Understanding the analyzer findings

The operation GetAnalyzedResource returns a structure containing response metadata and information about the analyzed resource in the resource key of the dictionary, as shown in the following example:

{ 'ResponseMetadata': { 'RequestId': 'd2348bca-1d69-417f-8a66-28fe084333d4', 'HTTPStatusCode': 200, 'HTTPHeaders': { 'date': 'Sat, 28 Nov 2020 21:35:24 GMT', 'content-type': 'application/json', 'content-length': '228', 'connection': 'keep-alive', 'x-amzn-requestid': 'd2348bca-1d69-417f-8a66-28fe084333d4', 'x-amz-apigw-id': 'WvNYZHiHIAMF7-A=', 'x-amzn-trace-id': 'Root=1-5fc2c29c-55b61a3b5d3cf324317ddbe7' }, 'RetryAttempts': 0 }, 'resource': { 'analyzedAt': datetime.datetime(2020, 11, 28, 21, 25, 16, tzinfo = tzutc()), 'isPublic': False, 'resourceArn': 'arn:aws:kms:us-east-1:ACCOUNT_ID:key/786b353b-49f1-4dd2-b4b5-573ae99b3670', 'resourceOwnerAccount': 'ACCOUNT_ID', 'resourceType': 'AWS::KMS::Key' }
}

You’re interested in the value of the key isPublic from the resource dictionary.

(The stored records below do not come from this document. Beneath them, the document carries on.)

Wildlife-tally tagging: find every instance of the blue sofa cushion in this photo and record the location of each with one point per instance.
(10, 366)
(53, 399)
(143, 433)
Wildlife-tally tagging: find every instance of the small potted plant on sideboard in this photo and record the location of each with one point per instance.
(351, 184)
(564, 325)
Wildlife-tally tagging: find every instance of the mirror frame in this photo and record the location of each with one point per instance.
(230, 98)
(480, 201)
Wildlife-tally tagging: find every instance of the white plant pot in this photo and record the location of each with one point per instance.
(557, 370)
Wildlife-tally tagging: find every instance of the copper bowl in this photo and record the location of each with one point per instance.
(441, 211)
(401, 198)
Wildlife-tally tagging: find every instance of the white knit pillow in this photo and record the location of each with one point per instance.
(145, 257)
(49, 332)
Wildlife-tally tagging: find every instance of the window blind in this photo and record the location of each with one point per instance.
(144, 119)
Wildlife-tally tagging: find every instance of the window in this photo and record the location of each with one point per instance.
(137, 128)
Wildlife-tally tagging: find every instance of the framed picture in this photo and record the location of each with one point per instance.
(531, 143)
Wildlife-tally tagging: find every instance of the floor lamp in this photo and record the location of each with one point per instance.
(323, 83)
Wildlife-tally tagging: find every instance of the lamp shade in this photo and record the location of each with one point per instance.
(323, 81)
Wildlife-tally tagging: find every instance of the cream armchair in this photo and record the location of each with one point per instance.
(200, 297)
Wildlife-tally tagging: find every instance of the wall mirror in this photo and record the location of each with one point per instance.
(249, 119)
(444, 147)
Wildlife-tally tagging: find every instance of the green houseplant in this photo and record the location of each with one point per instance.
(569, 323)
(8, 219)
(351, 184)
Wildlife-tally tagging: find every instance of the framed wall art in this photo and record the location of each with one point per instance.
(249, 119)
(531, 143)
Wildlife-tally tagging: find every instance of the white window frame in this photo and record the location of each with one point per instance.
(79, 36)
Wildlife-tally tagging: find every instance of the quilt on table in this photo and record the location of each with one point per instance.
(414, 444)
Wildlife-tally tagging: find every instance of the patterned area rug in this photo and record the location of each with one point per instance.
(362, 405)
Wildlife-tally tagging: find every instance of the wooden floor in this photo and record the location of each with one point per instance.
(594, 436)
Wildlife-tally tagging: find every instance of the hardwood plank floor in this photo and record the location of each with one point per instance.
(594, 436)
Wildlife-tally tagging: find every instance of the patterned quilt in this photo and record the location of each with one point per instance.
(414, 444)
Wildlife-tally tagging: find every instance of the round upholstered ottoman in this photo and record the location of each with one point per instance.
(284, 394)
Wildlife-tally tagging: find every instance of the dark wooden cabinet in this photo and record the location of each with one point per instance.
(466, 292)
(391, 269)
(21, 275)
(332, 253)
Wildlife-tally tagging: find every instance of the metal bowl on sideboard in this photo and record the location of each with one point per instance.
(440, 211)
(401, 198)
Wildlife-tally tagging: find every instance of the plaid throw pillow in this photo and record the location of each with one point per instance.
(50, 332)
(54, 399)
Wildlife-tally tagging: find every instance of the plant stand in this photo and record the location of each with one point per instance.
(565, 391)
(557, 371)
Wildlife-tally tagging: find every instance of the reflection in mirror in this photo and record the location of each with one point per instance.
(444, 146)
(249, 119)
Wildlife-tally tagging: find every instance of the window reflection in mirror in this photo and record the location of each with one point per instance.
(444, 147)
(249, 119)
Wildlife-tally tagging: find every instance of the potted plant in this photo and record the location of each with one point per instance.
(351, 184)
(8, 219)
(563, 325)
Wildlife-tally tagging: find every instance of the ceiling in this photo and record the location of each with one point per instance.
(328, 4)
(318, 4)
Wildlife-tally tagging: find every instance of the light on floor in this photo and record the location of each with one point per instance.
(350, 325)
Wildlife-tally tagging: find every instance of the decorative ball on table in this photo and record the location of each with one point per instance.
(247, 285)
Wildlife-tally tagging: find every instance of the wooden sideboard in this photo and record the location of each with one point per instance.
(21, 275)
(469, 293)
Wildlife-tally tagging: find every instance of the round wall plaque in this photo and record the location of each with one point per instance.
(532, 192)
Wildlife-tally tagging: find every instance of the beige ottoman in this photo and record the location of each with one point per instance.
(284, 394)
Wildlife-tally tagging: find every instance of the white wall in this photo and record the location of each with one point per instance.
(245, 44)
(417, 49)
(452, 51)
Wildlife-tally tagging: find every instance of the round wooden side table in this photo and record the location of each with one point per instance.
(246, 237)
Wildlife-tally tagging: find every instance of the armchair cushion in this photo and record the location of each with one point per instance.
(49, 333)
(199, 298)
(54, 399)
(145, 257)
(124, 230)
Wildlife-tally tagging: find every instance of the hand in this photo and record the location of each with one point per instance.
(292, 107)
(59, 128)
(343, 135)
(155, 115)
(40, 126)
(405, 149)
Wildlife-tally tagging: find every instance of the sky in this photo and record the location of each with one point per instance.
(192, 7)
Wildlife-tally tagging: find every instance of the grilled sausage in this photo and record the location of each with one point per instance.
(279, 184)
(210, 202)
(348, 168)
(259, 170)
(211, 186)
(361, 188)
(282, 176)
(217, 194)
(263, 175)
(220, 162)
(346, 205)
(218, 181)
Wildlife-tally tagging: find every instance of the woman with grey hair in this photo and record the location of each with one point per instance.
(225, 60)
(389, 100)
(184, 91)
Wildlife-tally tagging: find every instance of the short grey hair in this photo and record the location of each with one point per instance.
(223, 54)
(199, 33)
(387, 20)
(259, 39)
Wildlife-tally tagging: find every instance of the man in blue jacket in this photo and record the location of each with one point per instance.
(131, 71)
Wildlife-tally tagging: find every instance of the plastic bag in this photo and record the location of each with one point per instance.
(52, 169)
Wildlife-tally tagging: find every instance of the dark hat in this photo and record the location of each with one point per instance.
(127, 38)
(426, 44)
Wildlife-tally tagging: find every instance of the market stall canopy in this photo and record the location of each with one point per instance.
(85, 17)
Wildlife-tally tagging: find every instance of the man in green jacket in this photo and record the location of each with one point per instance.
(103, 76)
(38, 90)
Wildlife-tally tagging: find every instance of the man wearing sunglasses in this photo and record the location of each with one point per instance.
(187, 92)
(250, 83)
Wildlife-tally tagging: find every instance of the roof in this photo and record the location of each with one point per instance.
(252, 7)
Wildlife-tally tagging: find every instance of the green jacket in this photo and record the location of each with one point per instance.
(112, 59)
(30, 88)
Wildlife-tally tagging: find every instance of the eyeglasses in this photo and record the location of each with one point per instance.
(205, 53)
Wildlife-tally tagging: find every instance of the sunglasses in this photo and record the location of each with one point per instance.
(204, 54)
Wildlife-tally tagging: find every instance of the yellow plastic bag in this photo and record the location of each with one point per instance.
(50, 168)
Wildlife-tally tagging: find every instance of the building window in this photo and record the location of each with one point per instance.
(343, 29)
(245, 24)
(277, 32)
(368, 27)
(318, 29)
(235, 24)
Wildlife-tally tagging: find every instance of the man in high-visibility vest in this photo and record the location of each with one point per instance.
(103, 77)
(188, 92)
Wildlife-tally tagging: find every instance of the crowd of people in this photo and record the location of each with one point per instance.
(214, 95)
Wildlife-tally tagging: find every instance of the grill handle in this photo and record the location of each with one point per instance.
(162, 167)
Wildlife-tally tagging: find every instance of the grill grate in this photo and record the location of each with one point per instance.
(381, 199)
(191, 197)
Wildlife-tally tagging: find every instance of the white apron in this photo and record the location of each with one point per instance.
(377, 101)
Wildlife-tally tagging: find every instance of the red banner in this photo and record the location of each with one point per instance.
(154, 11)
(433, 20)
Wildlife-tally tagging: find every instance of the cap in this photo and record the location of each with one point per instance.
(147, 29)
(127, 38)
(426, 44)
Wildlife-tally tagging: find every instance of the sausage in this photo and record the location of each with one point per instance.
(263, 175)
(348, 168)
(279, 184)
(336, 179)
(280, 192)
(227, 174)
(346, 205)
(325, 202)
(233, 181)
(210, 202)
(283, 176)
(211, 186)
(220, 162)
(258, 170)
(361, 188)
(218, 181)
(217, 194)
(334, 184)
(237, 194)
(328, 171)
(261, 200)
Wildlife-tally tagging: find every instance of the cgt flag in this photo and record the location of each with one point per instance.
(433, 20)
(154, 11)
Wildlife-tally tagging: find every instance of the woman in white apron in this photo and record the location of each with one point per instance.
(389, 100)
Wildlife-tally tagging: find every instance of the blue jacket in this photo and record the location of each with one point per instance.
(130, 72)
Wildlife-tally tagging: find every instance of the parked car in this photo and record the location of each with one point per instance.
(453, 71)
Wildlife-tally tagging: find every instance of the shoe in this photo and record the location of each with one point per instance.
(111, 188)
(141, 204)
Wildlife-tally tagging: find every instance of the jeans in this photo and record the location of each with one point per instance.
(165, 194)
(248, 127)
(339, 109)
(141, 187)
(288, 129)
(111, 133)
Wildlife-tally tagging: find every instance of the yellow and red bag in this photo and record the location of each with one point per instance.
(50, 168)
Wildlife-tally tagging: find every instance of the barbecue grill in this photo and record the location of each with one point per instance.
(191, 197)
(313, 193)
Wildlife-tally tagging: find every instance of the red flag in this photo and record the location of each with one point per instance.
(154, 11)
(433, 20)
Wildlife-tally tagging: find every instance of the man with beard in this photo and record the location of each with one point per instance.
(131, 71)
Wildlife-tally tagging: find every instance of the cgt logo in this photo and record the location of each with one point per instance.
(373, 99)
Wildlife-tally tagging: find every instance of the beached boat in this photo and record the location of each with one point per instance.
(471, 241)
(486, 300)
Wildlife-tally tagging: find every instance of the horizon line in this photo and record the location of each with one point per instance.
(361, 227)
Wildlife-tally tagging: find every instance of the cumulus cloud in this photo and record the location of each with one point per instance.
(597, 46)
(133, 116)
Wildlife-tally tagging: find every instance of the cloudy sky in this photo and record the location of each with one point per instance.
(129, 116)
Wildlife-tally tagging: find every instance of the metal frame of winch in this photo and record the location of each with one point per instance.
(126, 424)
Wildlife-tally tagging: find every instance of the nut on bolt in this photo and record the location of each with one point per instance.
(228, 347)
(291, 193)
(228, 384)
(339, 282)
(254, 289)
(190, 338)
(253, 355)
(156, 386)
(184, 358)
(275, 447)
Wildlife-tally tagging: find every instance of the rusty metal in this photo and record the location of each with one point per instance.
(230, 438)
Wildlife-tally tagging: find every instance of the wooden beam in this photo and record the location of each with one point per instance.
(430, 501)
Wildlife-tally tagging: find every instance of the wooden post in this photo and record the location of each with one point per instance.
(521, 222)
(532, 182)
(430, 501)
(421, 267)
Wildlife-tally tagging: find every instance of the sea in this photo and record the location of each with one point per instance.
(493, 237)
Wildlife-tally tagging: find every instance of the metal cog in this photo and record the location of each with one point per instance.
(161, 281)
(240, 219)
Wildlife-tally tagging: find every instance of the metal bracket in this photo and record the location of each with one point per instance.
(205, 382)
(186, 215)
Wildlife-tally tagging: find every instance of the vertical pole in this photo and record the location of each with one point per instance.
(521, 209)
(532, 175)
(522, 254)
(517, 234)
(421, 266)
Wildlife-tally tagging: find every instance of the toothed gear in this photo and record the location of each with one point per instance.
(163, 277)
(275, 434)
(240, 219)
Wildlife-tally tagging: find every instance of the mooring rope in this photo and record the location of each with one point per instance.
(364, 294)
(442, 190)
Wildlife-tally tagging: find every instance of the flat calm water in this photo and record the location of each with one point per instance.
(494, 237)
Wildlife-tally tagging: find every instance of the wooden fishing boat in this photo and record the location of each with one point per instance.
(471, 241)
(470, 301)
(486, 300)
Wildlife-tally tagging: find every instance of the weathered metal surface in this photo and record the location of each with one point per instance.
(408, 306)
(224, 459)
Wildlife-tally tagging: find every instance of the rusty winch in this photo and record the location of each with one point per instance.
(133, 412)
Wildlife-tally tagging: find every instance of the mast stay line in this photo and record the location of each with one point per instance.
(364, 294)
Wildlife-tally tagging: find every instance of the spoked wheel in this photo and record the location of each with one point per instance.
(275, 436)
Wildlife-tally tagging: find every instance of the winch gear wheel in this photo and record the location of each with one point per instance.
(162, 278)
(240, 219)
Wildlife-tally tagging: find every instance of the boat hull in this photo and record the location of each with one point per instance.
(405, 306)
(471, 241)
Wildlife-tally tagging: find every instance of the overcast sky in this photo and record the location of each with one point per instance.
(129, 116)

The structure of the resource key dictionary depends on the isPublic value. If the resource detected is public, isPublic is set to True and there are additional data that provide more details:

'resource': { 'actions': ['kms:CreateGrant', 'kms:Decrypt', 'kms:DescribeKey', 'kms:Encrypt', 'kms:GenerateDataKey', 'kms:GenerateDataKeyPair', 'kms:GenerateDataKeyPairWithoutPlaintext', 'kms:GenerateDataKeyWithoutPlaintext', 'kms:GetKeyRotationStatus', 'kms:GetPublicKey', 'kms:ListGrants', 'kms:ReEncryptFrom', 'kms:ReEncryptTo', 'kms:RetireGrant', 'kms:RevokeGrant', 'kms:Sign', 'kms:Verify'], 'analyzedAt': datetime.datetime(2020, 11, 29, 9, 18, 45, tzinfo = tzutc()), 'createdAt': datetime.datetime(2020, 11, 29, 8, 29, 58, 456000, tzinfo = tzutc()), 'isPublic': True, 'resourceArn': 'arn:aws:kms:us-east-1:ACCOUNT_ID:key/786b353b-49f1-4dd2-b4b5-573ae99b3670', 'resourceOwnerAccount': 'ACCOUNT_ID', 'resourceType': 'AWS::KMS::Key', 'status': 'ACTIVE', 'updatedAt': datetime.datetime(2020, 11, 29, 9, 18, 45, tzinfo = tzutc())
}

For example, the actions key lists what API operations are allowed on the affected resource, status shows if this Access Analyzer finding is active or resolved, and there are various timestamp keys that provide detailed timeline information.

Your own function logic can use that information and also the values of the analyzedAt or updatedAt fields for further custom processing and user notification.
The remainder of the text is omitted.